Consider critical literary tools that have been used throughout the history of utopian/dystopian art and literature: satire and irony.


Optional Genres In constructing your alternative or future world, consider using – or mixing – genres like:

• Wikipedia ‘encyclopedic’ mode for telling your story through Wiki discourse conventions.

• A wiki museum of ‘found artefacts' (e.g., present documents like memoir/diary, maps, photos, news-clippings, text messages, social media posts, etc ‘taken’ from that alternative history/future).

• Literary Modes: Third Person or embodied First-Person narrative accounts (e.g., through ‘the eyes’ of people living in this imagined world).

• Mix up these genres – or devise variations – or figure out a new way to present your world/story.

Counterfactual History Option: A historical ‘what if’ (twisting the past) that changes our present (= we live in an alternative timeline in the present). The most famous counterfactual historical point of departure: “What if Nazi Germany won WWII”? Consider an educational counterfactual (e.g., What if Edgerton Ryerson opposed, instead of promoted, cultural genocide through the residential schooling systems?)


Formal Expectations

Use the world-building techniques (extrapolation, Novum, etc, covered in class) to help you imagine a future/alternative world of education and learning.

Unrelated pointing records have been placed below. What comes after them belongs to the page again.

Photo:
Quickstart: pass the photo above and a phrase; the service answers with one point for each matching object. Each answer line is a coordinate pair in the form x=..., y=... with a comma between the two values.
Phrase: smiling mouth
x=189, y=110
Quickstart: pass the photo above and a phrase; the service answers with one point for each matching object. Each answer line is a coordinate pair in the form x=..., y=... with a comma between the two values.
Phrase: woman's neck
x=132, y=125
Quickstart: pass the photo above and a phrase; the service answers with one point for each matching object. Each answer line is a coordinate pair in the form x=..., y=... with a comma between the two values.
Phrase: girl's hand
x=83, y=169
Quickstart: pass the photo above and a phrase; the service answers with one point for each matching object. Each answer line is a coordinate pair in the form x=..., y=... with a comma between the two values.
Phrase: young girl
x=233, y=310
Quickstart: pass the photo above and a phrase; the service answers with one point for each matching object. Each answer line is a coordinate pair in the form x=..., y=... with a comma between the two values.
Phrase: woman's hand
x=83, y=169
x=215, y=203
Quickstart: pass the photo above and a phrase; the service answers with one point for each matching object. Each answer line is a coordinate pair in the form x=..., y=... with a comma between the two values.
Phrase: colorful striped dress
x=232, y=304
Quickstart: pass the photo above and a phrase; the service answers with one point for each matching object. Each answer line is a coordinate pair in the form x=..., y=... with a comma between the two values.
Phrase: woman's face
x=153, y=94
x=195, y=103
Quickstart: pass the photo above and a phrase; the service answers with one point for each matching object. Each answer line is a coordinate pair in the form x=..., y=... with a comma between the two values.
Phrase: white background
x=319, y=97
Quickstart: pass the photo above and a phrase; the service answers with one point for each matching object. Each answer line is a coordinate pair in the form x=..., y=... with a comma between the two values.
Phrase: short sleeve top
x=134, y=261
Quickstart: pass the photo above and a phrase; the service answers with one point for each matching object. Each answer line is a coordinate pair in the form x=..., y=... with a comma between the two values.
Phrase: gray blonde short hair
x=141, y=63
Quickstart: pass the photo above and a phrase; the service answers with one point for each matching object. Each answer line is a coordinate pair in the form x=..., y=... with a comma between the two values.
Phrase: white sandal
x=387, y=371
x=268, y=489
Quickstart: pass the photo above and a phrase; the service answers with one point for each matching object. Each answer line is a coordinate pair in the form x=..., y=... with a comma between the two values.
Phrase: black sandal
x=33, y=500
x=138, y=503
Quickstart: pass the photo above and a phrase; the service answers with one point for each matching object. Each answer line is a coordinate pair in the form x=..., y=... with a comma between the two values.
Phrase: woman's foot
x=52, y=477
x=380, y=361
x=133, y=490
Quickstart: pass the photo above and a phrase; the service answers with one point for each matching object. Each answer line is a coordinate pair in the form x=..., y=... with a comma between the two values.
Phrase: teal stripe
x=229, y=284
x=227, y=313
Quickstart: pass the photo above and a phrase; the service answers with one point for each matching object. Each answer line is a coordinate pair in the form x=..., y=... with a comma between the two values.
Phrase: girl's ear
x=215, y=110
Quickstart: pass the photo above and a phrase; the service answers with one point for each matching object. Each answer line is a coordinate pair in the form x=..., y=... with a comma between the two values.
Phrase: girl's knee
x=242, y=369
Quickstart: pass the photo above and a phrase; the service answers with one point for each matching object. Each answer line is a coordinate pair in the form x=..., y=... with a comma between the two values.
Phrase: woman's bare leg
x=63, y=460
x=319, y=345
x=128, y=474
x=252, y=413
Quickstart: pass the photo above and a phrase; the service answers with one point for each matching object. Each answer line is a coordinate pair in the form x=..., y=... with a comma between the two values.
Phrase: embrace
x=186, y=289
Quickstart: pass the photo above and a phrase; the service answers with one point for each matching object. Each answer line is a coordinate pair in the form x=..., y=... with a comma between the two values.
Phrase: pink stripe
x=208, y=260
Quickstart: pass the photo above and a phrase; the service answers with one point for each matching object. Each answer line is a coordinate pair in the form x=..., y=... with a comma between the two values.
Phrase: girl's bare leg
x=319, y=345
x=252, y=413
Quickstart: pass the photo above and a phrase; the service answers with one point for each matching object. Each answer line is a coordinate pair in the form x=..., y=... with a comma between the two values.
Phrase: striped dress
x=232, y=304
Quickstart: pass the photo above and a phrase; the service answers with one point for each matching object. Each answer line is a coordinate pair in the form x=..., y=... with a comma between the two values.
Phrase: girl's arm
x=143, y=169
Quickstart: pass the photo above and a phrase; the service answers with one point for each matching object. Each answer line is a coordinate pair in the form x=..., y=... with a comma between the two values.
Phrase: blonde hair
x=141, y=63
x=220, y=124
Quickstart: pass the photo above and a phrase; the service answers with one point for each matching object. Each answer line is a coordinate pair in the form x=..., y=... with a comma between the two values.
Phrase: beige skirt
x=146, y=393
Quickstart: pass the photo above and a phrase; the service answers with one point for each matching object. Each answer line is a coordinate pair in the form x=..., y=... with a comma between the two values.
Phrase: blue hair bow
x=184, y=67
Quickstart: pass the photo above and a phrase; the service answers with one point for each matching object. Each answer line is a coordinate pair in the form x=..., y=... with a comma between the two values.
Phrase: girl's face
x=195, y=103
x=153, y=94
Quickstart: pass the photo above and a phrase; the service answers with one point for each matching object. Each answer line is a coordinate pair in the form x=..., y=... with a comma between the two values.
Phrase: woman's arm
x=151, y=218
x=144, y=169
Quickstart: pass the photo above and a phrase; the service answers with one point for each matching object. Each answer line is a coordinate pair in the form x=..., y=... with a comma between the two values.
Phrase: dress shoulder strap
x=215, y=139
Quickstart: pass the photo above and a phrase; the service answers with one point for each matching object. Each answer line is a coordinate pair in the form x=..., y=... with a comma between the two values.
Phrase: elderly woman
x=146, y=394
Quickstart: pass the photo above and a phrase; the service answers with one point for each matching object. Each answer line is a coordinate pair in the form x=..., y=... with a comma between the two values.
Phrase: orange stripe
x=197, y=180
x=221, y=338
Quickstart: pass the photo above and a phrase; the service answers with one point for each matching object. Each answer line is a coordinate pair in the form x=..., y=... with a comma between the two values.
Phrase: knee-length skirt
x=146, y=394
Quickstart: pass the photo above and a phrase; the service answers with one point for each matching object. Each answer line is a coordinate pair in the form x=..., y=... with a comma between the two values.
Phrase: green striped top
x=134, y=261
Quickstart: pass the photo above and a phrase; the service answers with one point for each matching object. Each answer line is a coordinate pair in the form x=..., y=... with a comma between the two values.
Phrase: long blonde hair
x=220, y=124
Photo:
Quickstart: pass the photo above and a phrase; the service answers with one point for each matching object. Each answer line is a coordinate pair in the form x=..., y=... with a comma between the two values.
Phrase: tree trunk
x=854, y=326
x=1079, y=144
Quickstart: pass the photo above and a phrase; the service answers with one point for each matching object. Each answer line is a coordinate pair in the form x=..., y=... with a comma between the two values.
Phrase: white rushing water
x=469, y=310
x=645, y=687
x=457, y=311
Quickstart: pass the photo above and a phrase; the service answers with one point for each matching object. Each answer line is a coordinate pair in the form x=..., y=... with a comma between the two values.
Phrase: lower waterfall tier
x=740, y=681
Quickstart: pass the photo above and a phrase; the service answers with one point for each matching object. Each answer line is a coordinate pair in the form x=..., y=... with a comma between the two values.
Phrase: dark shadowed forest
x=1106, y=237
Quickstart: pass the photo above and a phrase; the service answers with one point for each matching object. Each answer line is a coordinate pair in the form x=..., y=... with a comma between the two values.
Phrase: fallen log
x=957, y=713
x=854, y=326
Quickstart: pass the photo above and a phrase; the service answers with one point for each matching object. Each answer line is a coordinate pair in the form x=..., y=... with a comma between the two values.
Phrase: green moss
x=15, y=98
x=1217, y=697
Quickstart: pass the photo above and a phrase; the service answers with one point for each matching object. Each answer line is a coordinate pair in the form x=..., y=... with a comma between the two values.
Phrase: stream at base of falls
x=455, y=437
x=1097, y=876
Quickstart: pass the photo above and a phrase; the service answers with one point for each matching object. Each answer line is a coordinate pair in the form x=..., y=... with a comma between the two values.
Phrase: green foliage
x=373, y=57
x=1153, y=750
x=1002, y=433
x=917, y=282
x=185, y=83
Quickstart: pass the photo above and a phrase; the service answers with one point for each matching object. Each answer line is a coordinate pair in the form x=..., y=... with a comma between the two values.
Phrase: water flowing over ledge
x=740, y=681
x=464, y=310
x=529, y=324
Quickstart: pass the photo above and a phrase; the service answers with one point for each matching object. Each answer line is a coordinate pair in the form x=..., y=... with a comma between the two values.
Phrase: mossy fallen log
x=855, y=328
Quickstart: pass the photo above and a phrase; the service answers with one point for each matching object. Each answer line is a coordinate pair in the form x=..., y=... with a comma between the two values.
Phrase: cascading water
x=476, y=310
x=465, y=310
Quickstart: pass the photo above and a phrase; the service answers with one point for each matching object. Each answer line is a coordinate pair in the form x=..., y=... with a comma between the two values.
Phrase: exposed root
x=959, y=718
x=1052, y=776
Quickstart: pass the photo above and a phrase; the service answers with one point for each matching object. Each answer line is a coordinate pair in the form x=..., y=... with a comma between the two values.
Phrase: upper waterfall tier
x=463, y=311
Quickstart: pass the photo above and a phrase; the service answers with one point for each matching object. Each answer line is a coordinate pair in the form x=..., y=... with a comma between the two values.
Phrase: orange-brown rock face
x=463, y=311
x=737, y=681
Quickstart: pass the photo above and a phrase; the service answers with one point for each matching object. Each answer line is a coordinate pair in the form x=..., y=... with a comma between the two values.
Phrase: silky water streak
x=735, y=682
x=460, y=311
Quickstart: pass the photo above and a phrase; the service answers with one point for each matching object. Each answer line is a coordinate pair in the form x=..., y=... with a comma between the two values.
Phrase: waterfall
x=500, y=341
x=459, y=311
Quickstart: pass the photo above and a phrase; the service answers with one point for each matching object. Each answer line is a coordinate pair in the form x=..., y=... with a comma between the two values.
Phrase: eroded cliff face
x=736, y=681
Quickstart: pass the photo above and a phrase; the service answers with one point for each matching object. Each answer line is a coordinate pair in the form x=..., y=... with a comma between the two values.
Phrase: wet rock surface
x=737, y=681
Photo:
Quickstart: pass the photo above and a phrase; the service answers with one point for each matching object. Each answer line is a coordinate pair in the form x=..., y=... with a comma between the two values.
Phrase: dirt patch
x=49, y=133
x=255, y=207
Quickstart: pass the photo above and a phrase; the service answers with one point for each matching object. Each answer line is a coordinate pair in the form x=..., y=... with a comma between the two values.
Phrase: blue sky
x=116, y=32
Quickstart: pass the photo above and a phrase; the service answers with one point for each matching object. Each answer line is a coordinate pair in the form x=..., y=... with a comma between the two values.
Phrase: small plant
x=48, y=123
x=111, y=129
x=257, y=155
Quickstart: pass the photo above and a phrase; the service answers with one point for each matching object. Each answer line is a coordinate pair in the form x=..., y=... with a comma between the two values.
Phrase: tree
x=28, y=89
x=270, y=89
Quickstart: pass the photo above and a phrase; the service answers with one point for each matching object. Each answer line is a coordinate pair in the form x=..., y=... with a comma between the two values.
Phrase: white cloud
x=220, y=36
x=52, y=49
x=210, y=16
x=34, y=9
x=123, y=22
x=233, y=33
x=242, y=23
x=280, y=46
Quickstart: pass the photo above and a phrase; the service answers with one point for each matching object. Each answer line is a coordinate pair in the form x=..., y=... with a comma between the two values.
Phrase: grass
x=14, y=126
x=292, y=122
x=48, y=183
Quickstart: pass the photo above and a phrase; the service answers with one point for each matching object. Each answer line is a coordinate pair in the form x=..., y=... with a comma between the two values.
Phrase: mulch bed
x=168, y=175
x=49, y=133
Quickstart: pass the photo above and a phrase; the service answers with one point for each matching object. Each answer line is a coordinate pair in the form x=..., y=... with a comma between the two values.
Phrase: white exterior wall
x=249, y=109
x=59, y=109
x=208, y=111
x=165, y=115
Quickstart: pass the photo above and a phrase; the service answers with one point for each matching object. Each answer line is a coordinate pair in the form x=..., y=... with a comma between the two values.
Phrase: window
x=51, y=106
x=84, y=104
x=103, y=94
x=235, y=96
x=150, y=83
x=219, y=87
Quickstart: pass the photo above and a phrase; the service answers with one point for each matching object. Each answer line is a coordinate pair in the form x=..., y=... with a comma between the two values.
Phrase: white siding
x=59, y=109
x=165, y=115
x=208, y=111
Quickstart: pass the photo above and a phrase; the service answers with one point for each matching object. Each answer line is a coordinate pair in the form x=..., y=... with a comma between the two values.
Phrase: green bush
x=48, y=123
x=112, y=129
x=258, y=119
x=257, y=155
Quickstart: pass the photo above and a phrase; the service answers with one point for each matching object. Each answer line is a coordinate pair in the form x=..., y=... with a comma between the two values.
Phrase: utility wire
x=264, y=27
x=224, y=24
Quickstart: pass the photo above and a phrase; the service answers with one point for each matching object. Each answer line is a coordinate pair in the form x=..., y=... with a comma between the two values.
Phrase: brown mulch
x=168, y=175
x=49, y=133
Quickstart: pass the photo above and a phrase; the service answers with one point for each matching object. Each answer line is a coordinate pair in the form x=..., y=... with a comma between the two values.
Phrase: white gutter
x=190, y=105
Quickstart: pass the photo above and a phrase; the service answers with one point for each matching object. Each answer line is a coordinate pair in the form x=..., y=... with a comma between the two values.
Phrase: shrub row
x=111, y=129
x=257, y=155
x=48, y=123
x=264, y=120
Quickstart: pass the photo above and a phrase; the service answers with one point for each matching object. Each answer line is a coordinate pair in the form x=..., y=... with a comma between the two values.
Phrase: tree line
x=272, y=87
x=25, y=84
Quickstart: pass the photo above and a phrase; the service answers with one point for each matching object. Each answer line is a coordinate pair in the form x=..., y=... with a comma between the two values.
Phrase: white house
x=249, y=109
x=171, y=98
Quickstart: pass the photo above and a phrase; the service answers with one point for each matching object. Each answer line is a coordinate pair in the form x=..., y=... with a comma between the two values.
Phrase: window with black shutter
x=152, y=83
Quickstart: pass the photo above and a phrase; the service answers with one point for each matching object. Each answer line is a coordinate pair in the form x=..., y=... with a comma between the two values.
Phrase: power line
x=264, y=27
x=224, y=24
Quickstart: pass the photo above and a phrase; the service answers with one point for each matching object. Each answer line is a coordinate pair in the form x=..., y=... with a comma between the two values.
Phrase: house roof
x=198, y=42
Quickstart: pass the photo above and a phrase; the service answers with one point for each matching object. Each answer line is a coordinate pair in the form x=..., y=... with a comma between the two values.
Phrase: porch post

• Genre: See above. Up to you as a group to use one or more genres - or decide on how to mix up genres.

• Length: 600 words/ish per person. Add some images that show aspects of the world, or reflect key themes, technologies, ideas, etc.

• If connecting with, or extrapolating on, course educational theory is useful, then please use readings to inform your vision.

• Ensure that your world-building also helps us think critically about the present, e.g., cautions us to perils embedded in our present world/system, and/or invites readers to speculate on what needs to be done in the present to arrive at a better (ethical) possible future.

• Have some fun! And don't worry if it gets weird, out there, that is fine.